If you don't mind sharing, are you using more math/trig type functions, or OHLC relationships or indicators?


----------



## rx2 (18 January 2012)

Gringotts Bank said:


> If you don't mind sharing, are you using more math/trig type functions, or OHLC relationships or indicators?




Its a short term mean reversion system. There is nothing fancy / complex to it; using basics such as mean / stddev / zscore etc.... and I also incorporate some basic volume analysis as well.


----------



## howardbandy (19 January 2012)

Hi Rx --

Using the 5 value average ---

Assume I am looking for the best length of a moving average.  When I test lengths from 1 to 100, 12 is best -- but that is a single point and it might be an isolated peak.  To find the best plateau, I average (using some weighting and averaging scheme) the 100 individual results in groups of 5 adjacent values.  1-5, 2-6, 3-7, ... 96-100.     

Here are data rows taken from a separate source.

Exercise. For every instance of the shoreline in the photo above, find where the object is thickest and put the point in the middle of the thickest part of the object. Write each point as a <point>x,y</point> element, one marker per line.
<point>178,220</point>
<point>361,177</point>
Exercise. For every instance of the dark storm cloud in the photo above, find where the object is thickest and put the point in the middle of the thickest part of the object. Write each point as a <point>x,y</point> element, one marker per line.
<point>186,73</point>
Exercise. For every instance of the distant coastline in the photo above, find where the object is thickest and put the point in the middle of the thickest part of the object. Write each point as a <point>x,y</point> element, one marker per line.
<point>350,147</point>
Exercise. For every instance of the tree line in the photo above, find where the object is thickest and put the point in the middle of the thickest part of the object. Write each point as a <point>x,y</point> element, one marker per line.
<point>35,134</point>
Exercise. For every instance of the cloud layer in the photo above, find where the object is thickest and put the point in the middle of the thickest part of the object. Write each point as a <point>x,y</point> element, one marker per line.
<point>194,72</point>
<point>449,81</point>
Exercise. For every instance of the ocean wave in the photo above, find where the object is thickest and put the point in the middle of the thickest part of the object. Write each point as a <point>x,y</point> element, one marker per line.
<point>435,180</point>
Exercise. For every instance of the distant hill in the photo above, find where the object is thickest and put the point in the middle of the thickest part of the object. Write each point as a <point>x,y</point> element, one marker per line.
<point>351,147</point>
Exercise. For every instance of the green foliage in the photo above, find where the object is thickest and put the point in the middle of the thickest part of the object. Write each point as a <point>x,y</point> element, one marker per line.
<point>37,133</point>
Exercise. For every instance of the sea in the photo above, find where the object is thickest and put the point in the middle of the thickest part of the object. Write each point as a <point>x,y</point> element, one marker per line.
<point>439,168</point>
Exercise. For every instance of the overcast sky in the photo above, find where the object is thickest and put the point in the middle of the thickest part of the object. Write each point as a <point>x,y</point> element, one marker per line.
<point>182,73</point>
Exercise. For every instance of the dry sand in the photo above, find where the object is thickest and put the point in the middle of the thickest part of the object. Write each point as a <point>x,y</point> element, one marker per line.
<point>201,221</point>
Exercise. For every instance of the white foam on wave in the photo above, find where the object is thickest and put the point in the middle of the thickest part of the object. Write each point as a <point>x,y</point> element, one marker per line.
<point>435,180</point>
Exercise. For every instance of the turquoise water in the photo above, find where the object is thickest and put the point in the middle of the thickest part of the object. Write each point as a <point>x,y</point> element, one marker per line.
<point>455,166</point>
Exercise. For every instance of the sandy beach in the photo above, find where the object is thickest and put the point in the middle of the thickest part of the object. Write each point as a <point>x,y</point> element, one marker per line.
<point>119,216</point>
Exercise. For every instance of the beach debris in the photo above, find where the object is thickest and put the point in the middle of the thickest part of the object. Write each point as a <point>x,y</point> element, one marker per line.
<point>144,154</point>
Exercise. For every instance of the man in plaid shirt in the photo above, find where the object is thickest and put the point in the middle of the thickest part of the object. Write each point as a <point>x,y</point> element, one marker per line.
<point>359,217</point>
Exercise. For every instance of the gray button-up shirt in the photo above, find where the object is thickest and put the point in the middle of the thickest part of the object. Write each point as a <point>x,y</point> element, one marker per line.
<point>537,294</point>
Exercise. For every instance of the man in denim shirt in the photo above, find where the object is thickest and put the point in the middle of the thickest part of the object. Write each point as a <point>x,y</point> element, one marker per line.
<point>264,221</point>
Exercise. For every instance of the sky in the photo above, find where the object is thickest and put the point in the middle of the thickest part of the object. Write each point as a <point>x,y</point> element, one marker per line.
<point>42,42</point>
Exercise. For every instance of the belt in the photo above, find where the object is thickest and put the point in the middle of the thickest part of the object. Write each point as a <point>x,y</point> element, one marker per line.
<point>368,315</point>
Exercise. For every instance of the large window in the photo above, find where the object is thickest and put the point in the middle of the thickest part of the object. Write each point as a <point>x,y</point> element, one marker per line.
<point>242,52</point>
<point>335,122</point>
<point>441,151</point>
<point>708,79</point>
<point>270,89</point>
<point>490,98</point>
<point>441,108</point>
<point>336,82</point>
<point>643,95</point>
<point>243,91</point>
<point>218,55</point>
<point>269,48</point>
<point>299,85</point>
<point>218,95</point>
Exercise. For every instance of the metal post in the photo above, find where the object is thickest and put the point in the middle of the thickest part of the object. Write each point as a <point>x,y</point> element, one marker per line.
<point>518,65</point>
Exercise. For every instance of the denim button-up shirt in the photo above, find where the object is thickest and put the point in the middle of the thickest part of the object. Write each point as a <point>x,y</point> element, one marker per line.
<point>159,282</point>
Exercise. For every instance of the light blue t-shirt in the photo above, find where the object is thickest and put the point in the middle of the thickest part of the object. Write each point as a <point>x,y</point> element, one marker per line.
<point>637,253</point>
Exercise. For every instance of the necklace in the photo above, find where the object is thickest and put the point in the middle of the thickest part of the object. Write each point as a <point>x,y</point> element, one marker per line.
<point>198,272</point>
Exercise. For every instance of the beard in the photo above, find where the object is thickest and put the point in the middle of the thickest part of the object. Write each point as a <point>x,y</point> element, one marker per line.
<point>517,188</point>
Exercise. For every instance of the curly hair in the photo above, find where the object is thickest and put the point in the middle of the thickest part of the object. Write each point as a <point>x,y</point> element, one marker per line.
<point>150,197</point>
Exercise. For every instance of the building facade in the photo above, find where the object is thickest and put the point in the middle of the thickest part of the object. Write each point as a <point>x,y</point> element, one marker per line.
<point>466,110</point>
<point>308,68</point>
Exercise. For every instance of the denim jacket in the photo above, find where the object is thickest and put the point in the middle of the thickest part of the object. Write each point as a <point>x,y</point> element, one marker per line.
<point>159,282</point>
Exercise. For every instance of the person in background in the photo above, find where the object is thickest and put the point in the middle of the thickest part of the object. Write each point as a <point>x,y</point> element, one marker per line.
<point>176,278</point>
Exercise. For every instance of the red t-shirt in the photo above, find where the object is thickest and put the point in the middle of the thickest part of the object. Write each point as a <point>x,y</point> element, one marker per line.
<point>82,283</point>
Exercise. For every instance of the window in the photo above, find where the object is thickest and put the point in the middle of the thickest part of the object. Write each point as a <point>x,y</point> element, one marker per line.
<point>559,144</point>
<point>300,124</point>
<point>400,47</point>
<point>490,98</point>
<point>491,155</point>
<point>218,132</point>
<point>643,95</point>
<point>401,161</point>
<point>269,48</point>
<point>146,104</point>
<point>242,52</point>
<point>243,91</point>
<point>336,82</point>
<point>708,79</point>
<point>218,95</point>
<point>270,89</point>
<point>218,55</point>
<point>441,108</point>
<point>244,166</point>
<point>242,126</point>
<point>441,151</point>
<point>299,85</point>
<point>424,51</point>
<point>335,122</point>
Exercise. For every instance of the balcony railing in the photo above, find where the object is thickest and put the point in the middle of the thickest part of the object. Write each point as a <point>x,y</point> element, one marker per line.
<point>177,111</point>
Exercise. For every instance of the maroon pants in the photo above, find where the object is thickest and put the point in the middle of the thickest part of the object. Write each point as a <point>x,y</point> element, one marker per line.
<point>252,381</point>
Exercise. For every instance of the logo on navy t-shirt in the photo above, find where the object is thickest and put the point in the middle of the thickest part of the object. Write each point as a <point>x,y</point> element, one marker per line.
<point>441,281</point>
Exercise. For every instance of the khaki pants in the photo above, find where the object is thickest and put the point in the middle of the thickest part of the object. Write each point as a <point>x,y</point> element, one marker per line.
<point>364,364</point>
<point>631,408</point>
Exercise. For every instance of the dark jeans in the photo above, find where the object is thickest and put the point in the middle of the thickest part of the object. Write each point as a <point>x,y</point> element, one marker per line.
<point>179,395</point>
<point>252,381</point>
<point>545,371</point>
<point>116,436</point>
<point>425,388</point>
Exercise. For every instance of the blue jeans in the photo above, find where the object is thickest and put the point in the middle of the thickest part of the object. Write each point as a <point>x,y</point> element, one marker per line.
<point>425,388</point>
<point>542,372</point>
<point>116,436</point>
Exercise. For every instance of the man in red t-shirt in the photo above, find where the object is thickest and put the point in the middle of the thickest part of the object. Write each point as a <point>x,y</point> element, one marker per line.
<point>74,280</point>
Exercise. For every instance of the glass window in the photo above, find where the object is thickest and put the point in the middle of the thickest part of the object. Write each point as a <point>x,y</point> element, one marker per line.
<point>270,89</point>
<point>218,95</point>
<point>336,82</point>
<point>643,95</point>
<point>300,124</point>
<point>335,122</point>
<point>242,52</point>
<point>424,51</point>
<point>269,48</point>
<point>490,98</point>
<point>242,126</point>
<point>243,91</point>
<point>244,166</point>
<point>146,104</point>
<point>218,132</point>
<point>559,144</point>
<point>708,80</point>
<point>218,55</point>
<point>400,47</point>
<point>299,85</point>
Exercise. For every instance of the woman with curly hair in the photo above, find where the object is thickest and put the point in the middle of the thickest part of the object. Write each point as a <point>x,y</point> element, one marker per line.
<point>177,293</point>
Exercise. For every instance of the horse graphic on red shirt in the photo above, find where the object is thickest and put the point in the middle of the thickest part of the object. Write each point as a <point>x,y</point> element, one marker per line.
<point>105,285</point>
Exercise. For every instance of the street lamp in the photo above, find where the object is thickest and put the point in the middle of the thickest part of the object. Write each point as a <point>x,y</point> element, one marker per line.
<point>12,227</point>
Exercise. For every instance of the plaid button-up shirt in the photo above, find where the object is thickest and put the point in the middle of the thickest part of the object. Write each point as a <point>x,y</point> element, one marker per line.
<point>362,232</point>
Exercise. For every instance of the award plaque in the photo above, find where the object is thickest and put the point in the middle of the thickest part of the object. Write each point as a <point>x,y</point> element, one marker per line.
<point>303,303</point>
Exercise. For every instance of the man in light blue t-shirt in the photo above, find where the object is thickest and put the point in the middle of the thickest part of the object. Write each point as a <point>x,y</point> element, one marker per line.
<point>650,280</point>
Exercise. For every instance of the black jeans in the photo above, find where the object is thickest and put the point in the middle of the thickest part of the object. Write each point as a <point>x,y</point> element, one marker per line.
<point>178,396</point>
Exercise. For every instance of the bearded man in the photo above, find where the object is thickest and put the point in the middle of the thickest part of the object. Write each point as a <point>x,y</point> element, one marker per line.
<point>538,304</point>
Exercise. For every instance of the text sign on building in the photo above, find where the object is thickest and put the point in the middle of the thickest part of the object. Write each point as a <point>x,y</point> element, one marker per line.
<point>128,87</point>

Two examples of weighting and averaging schemes:
1.  Equally weight each result, then divide by the number of results -- simple arithmetic average.
2.  Weight the center more heavily.  Perhaps 1,2,3,2,1.  Multiple each result by the weight and divide by the sum of the weights.

Thanks,
Howard


----------



## howardbandy (19 January 2012)

Hi Rx --

When evaluating out-of-sample results from walk forward runs --

If the OOS results appear to be satisfactory -- smooth growth with low drawdown -- even though they are only a fraction as profitable as the in-sample results, proceed to the analysis phase to see whether the profit potential and drawdown risk fit your personal risk tolerance and your business plan.  If they do, do not worry about the low ratio between OOS and IS results.

No matter how good your system is, you will be resynchronizing the model to the data periodically throughout the life of the system.  You get an idea of the OOS performance relative to the IS performance by evaluating the walk forward results.  Some will have a high ratio, some low.  A low ratio may be the result of fewer trading opportunities in that particular OOS period, or a shift in the data moving the sweet spot away from the logic coded in your model.  You have no way of knowing what the characteristics of the future data series will be.  The best you can hope for is a high degree of confidence.  You get confidence by practicing.  Every walk forward step is a practice step.

Thanks,
Howard


----------